The present invention relates to a corneum layer stabbing device usable to measure the chemical components of an interstitial fluid produced by suction, particularly to collect a tissue fluid below the corneum of a skin.
It has been customary to measure the contents of glucose, lactate, urea nitrogen and other chemical substances existing in an organism by collecting blood. The content of each component is measured on the basis of a change in the color of a test paper, a light absorption degree, or an electric signal output from a biosensor. Such measuring methods have recently been improved to such an extent that even a sample of several microliters can be measured. To collect blood, a needle is usually penetrated into the vein of, e.g., an arm. On the other hand, when the amount of blood necessary for measurement is only several microliters, a fine needle having an inside diameter as small as several microns may be penetrated into a capillary. However, it is difficult to accurately position and insert such a fine needle into a capillary. In light of this, a method using a blood collecting device having a number of fine hollow needles has been proposed in, e.g., Japanese Patent Laid-Open Publication No. 7-132119. This method makes it needless to position a single needle.
On the other hand, measuring methods using an interstitial fluid collected from a skin in place of blood have been proposed and disclosed in, e.g., Proc. of the First Pan Pacific Symposium, Vancouver, Canada, Jul. 23-27, 1986, pp. 57-58 and Proc. of the Symposium of the Chemical Sensors, PV87-9, pp.327-333.
An interstitial fluid is a trace of liquid produced by removing a corneum layer from a part the skin of, e.g., an arm and then depressurizing the same part. The interstitial fluid is generally considered to be a fluid existing in a hypodermic tissue or a liquid filtered via a capillary wall due to depressurization. Because the interstitial fluid produced by suction is lower in a protein content than blood, it reduces the deposition of proteins on the surface of a sensor during measurement and thereby extends the life of the sensor. In addition, collecting an interstitial fluid via a skin reduces the subject's pain and contagion, compared to the collection of blood. This kind of method is taught in, e.g., Japanese Patent Laid-Open Publication No. 4-341241 by way of example.
The conventional blood collecting device has a problem that needles are formed by a silicon nitride film as thin as 1 .mu.m and therefore extremely fragile and cannot easily penetrate a skin. Another problem is that the needles penetrated a skin are apt to bend and stop holes or to be left in the subject's body. Moreover, when blood is passed through a fine tube whose diameter is as small as several tens of microns, red blood cells present in the blood and having a diameter of about 10 .mu.m to 20 .mu.m are destroyed (hemolysis). This changes the contents of chemical substances existing in the blood.
The conventional method of measuring an interstitial fluid produced by suction solves the above problems, but brings about other problems, as follows. A first problem is that a tape stripping method used to remove the corneum layer needs expertness. Specifically, the thickness of a corneum layer and how it comes off depend on the portion, age and sex. Should the removal of a corneum layer be insufficient, an interstitial fluid would not be collected. Should the removal be excessive, it would cause bleeding and pain to occur. Therefore, to remove a corneum layer to a depth great enough to collect an interstitial fluid without any bleeding, careful operation relying on experience and perception is necessary.
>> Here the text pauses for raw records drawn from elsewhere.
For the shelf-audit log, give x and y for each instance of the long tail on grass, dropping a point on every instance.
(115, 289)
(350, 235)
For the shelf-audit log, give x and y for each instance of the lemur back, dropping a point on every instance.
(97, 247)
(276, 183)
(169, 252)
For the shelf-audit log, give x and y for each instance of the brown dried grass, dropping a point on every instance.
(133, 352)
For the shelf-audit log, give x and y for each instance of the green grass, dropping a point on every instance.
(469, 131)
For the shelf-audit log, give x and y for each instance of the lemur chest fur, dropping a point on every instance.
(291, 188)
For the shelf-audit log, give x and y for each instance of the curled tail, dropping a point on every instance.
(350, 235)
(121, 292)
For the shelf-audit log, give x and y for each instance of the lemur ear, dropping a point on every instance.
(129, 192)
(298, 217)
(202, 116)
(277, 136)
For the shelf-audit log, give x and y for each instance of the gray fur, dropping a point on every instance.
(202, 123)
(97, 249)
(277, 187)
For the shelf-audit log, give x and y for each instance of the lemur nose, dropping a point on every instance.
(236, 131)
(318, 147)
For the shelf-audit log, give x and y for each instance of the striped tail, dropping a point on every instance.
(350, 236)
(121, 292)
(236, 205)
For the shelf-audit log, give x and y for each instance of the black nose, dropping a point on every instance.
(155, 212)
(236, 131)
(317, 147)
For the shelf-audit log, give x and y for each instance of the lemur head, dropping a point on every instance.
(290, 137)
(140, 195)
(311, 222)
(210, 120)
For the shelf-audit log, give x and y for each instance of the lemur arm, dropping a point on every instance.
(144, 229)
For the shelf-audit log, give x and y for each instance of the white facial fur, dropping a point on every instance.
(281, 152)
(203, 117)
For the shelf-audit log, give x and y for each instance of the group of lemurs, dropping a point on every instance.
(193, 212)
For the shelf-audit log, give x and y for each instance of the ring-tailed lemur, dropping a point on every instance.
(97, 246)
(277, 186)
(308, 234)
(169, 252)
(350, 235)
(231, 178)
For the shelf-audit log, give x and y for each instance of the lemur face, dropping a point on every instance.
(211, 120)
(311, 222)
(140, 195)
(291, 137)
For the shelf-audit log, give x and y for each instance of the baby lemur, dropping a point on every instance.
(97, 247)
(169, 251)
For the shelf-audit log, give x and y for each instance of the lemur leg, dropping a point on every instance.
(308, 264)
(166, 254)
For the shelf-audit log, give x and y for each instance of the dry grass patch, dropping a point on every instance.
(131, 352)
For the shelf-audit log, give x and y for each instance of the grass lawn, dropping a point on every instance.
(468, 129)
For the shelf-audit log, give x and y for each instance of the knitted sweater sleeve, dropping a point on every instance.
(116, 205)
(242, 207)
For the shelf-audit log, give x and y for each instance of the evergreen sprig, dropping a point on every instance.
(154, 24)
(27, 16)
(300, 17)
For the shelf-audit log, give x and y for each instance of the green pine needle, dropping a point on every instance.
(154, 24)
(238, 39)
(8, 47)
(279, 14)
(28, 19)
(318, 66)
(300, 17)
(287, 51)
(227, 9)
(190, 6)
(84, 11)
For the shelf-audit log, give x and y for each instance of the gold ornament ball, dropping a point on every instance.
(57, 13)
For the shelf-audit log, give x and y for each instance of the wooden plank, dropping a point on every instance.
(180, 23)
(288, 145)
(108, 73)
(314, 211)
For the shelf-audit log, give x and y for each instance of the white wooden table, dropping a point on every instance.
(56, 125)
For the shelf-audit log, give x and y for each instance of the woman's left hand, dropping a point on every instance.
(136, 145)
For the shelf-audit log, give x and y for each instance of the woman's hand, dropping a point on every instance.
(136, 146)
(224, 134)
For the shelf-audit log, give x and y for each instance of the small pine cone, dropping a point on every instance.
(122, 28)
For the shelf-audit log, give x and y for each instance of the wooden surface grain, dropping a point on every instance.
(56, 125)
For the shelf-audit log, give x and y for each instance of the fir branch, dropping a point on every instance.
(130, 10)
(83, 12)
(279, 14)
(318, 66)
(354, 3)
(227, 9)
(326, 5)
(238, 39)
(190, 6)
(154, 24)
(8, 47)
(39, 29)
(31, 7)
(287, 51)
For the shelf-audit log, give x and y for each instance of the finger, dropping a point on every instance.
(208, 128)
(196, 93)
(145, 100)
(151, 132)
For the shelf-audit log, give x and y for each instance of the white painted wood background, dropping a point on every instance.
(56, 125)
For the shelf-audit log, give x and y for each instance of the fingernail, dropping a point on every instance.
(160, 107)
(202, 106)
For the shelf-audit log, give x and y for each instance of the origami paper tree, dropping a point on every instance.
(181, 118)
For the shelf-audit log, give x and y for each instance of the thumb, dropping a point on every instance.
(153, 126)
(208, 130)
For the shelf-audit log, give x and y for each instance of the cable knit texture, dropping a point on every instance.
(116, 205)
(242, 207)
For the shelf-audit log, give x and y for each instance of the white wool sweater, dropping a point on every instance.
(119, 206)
A second problem is that the removal of a corneum layer is a burden on a subject or patient both physically and psychologically because the patient is required to stay still for more than 30 minutes until the end of the removal.
A third problem is that a skin does not cure rapidly.
That is, a skin from which a corneum layer has been removed does not regenerate for about two weeks.
A fourth problem is that it is difficult to remove a corneum layer evenly, resulting in inefficient interstitial fluid collection. Specifically, the amount of collection of an interstitial fluid is proportional to the area of removal of a corneum layer. In a corneum layer, basement cells below corneum repeat division with the result that keratinocytes are stacked on a skin in the form of scales. The tape stripping method renders the removal of such a corneum layer irregular and cannot remove a desired area evenly.
Technologies relating to the present invention are also disclosed in, e.g., Medical and Biological Engineering & Computing, May 1994, pp. 242-246 and Japanese Patent Laid-Open Publication Nos. 2-286132 and 6-121796.